A lot has happened in the roughly 12 months since City Paper first wrote about Amir Miles, a fledgling alt-R&B artist who had recently dropped out of college to focus on his music full time.
A year ago, he had just scored a gig as the opening act for GZA, of the Wu-Tang Clan, at the Rex Theater, and his tunes were gaining traction online. His newest song, “Bad Habits,” had received 60,000 online streams in a single day — pretty good for a new artist guiding his own career. He knew he would build upon those successes; he just didn’t know how much or how quickly.
“Dude, it’s been awesome,” Miles tells CP. “After I was on the cover of CP, I got a great gig with the Pittsburgh Cultural Trust and started opening up for a lot of different bands, did some house shows and opened up for [hip-hop trio] Migos at WVU. I released a new single through an indie-record label, and then in September, I released my EP, Face*Less.

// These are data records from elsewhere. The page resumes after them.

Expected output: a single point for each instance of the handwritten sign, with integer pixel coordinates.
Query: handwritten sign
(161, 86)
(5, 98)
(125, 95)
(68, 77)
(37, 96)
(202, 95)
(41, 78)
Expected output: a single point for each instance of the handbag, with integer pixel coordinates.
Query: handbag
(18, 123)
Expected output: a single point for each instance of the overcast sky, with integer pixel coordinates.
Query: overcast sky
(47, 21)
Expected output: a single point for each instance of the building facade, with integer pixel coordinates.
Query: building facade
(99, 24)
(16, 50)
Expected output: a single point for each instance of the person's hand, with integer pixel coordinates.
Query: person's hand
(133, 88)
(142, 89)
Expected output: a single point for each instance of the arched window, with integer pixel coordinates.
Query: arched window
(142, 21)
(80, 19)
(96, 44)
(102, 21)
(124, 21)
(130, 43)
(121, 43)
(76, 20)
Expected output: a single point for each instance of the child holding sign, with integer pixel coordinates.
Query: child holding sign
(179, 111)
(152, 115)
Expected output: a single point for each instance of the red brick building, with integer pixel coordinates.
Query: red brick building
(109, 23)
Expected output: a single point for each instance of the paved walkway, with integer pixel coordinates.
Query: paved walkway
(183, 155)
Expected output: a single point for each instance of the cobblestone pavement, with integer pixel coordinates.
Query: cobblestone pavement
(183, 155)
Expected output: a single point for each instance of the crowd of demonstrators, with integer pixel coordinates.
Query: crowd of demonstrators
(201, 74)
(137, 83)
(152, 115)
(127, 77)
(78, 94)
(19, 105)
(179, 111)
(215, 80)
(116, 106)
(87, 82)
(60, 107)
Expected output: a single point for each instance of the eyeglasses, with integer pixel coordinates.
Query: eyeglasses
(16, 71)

And after that, I got the call.”
That call was from Capitol Records. The label loved the EP, which hit a million streams in January, and signed Miles to a three-single distribution deal.

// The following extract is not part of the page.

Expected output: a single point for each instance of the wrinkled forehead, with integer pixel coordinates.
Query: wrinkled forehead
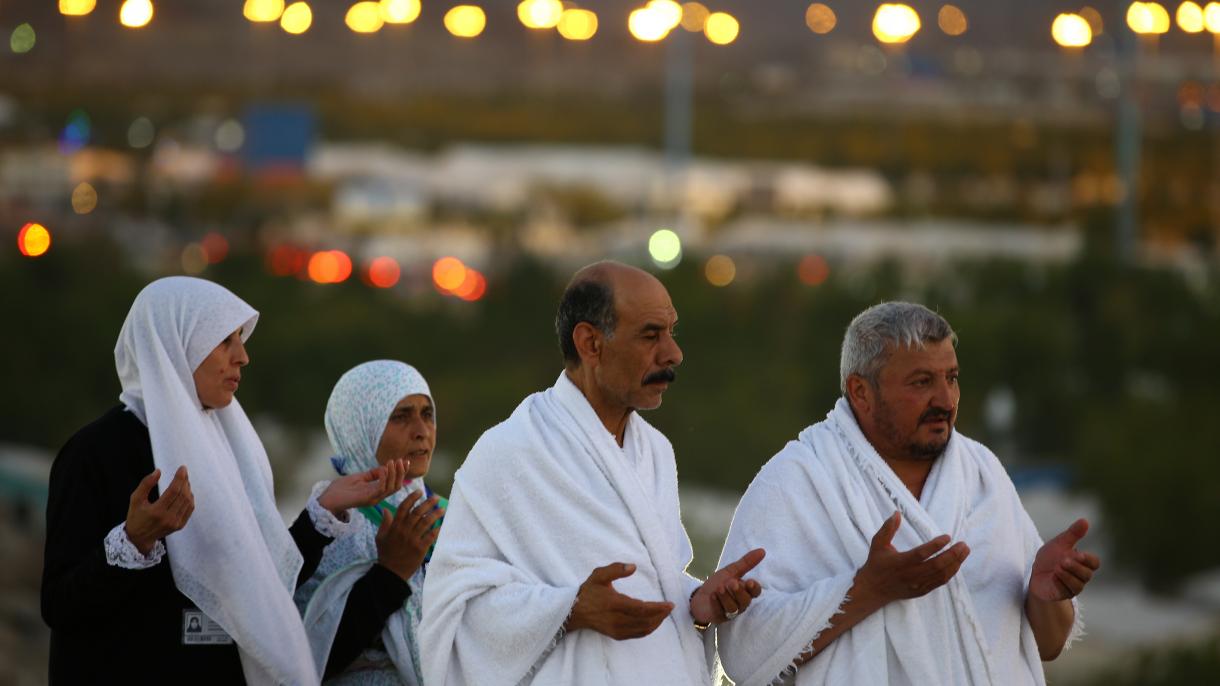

“Apparently, they had been following me since ‘Bad Habits’ blew up,” says Miles, about the single that has now been streamed nearly a million times. “That’s how major labels work these days. They don’t go to shows, you don’t reach out to them. They go online and see what music people are listening to
“Once the EP hit and it did well, they realized, ‘Hey, this kid can write more than one or two good songs.’”
Miles recently released the first single in that deal, “Neon//Love,” and in March, he played his first headlining gig, selling out The Funhouse at Mr. Smalls, along with his long-time producer NXFCE.
“It was an amazing experience,” Miles says of the Funhouse show. “I’m on that stage, and people are singing along to my songs. That’s happened a couple times, maybe they know a song. But this was a big crowd, and they’re singing along, and they know the words to all of my songs.
“When I saw that, it hit me that people really like what I was doing. My songs were getting into their heads, and they were sticking. I first started writing music because I thought it would be fun, and girls would like me. But it’s so much more than that now. I’m connecting with a lot of people through my music, and that feels pretty special.”